Australian Government To Prohibit Infrastructure Competition for National Broadband Network


A document tabled by Stephen Conroy, Australian Minister for Broadband, Communications and the Digital Economy today shows that the Australian Government is considering crippling infrastructure competition in an attempt to make its National Broadband Network (NBN) viable.

The “Assessment of Proposals, National Broadband Network Process” document compiled for the Government’s NBN Expert Panel by the Australian Competition and Consumer Commission (ACCC) recommends that parts of the Trade Practices Act, the primary law in Australia regarding competition, be amended to allow for “an express statutory prohibition against overbuild in the roll-out and cut-over period.” That is, that no private provider could lay FTTN cable in Australia that competes with the NBN during the 8-15 years it will take for the NBN to be built.

The report notes that the requirement to prohibit competition is necessary so as to assure that the AU$42 billion NBN is commercially viable. Page 111:

However, if access seekers in metropolitan areas have no other option but to purchase access services from the NBN operator — that is, if there is no possibility that the NBN will be bypassed — averaged access charges may be sustainable.

Ironically perhaps, the report argues that prohibiting infrastructure competition by creating a universal wholesale monopoly of next-generation internet access should be coupled with new regulations to encourage retail competition. Pg 245:

One of the Commonwealth’s objectives for the National Broadband Network (NBN) is that it:
Facilitates competition through open access arrangements that ensure equivalence of price and non-price terms and conditions, and provide scope for access seekers to differentiate their product offerings.

The concept of Government owned infrastructure combined with multiple retail suppliers isn’t unprecedented in Australia, for example in some states consumers have a choice of retail suppliers for water and power.
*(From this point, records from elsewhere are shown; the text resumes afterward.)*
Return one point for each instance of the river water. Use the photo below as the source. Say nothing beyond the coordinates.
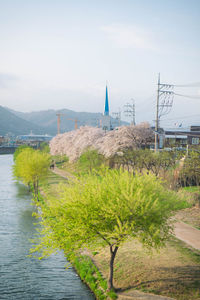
(22, 277)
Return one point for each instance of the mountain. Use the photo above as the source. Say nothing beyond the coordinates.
(13, 124)
(48, 119)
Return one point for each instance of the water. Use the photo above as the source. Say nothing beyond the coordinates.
(22, 277)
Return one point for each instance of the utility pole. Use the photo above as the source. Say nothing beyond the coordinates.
(129, 110)
(157, 116)
(164, 102)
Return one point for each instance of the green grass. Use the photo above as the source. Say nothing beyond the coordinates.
(90, 274)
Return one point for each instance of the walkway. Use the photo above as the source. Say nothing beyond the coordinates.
(182, 231)
(187, 234)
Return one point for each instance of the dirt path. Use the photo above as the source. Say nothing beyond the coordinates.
(137, 295)
(62, 173)
(187, 234)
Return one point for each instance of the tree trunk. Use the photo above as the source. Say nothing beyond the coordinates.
(112, 258)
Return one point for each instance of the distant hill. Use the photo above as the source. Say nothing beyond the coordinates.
(11, 123)
(48, 119)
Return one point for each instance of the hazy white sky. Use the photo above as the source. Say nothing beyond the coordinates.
(60, 53)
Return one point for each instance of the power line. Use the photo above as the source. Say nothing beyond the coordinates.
(188, 96)
(196, 84)
(184, 117)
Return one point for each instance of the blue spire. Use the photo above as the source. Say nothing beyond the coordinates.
(106, 111)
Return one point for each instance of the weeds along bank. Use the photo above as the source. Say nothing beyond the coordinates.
(101, 209)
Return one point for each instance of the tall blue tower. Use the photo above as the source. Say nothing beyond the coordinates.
(106, 111)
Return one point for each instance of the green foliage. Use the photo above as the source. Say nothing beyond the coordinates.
(31, 166)
(90, 274)
(145, 160)
(90, 160)
(190, 173)
(44, 147)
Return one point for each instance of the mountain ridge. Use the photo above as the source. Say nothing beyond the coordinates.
(47, 119)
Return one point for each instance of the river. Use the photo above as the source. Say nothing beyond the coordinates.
(22, 277)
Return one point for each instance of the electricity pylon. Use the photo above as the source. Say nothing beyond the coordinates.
(164, 102)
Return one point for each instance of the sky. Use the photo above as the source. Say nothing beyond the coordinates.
(57, 54)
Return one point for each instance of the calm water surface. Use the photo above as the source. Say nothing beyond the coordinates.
(22, 277)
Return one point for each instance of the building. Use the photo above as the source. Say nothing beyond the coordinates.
(181, 138)
(106, 120)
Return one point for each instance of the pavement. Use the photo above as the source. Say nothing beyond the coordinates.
(182, 231)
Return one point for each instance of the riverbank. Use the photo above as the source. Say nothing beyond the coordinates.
(174, 272)
(23, 277)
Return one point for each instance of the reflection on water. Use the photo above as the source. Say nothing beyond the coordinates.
(22, 277)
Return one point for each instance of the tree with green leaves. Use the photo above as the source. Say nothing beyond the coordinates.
(90, 159)
(106, 209)
(31, 166)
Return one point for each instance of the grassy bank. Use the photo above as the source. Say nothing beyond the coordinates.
(173, 272)
(83, 264)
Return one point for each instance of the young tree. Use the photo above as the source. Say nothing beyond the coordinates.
(31, 166)
(107, 209)
(89, 160)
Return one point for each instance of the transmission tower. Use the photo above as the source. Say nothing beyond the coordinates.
(164, 102)
(117, 116)
(129, 111)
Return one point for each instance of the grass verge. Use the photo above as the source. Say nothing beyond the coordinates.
(173, 272)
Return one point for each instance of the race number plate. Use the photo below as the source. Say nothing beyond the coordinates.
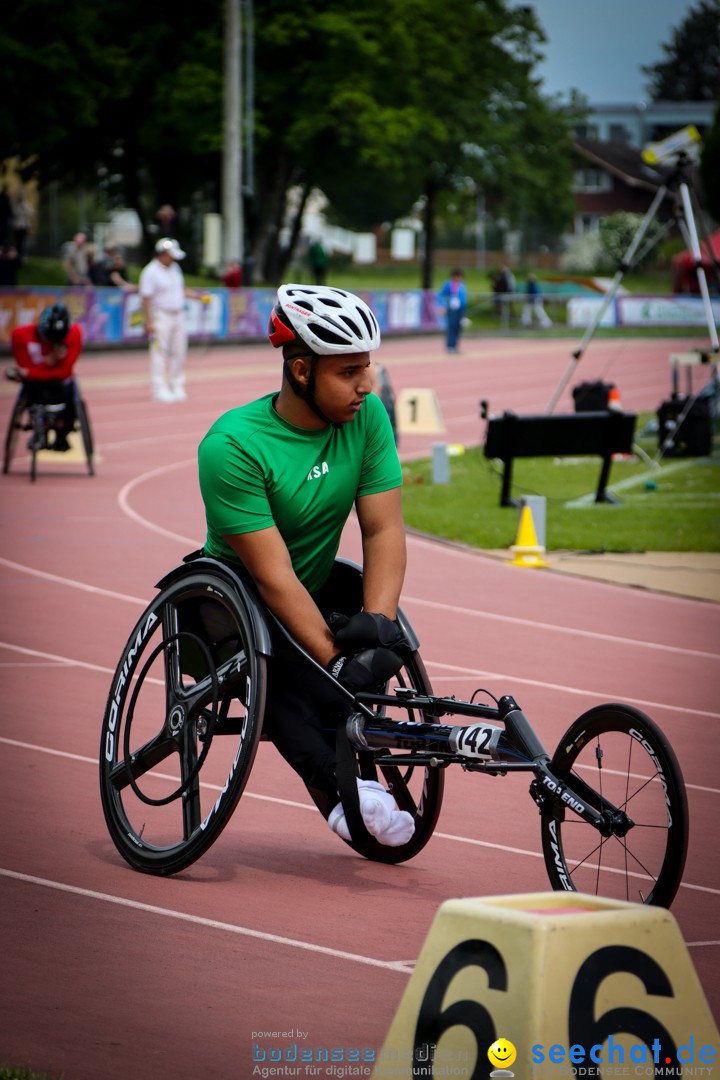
(476, 740)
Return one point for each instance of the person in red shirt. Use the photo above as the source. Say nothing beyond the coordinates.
(45, 353)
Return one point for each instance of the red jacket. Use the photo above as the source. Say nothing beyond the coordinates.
(31, 353)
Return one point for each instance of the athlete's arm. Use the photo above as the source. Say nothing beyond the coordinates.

The difference though is simple: the deregulation of those markets occurred with the infrastructure already being owned by the Government, infrastructure that was not already subject to competition.

The formerly Government owned telco Telstra is often labeled the monopoly wholesale provider, and to many homes that remains true. But the telecommunications industry in Australia has been deregulated for years, and already some markets offer competition away from Telstra’s copper to the home network. Anything from Optus Cable through to smaller scale cable rollouts in places like Geelong on Canberra. It’s not just Telstra who is unable to compete with the NBN, it’s anyone with a cable in the ground who wants to upgrade it over the next 10-15 years, on the grounds that forcing everyone onto the NBN is the only way to make it viable.

What the report does overlook though in its consideration of forcing NBN uptake is that it presumes that the only delivery method is a competing FTTN network. As noted many times previously, technology is already starting to turn existing infrastructure into high speed alternatives, such as the next generation of ADSL tech. As much as cutting out competition in FTTN infrastructure may seem harsh, it may be irrelevant in the years ahead as technology bypasses the Australian Government’s attempts to force everyone onto the heavily censored NBN.